One day, aged 14, Jesse was dropped at a mate's place. Peter told him he would see him in a week but instead left to start a new life in Australia.

In an interview with the Herald in 2008, Ryder's long-time friend B.J. Crook, a former first-class cricketer, said simply: "It's got to be tough without a father figure."

Klee has filled that void to an extent. Nominally Ryder's manager, Klee has always been much more than that: friend, counsellor, defender of his reputation, gatekeeper; providing a shield for Ryder.

Over the next few months, he's going to need help, though he shouldn't be short of offers.

It's hard to find a teammate who wants anything but for Ryder to realise his extraordinary talent. That's always been the way. Even at the worst of times he was a popular team member.

New Zealand has seldom produced a batsman so naturally capable of destroying opposition attacks; New Zealand has seldom produced an athlete so seemingly capable of destroying himself.

As long as he was continuing to do the former and was endeavouring to stop doing the second, they wanted him alongside.

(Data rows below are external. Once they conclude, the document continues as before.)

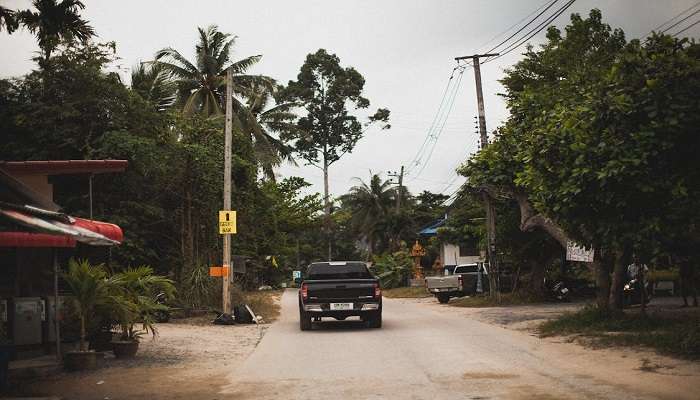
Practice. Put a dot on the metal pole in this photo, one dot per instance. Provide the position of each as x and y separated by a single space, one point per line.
57 321
90 185
227 190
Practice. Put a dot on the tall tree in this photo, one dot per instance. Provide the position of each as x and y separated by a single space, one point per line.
328 130
53 22
202 83
371 206
8 20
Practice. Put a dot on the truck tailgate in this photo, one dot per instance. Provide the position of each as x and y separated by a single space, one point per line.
332 290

Captain Brendon McCullum said in December it was "tough" to watch Ryder smashing domestic bowling attacks, knowing he was capable of doing the same thing at international level, but at the same time cautioned about Ryder coming back too early.

Now the question is whether he can come back at all. Ryder faces his toughest battle - first to survive, then to recover. Everybody who has any passion for the game wants it to happen. Getting him back to play international cricket - or any sort of cricket - might seem hopelessly irrelevant, were it not for the fact that out in the middle, with a 156g projectile flying around, is the one place he has always been safest.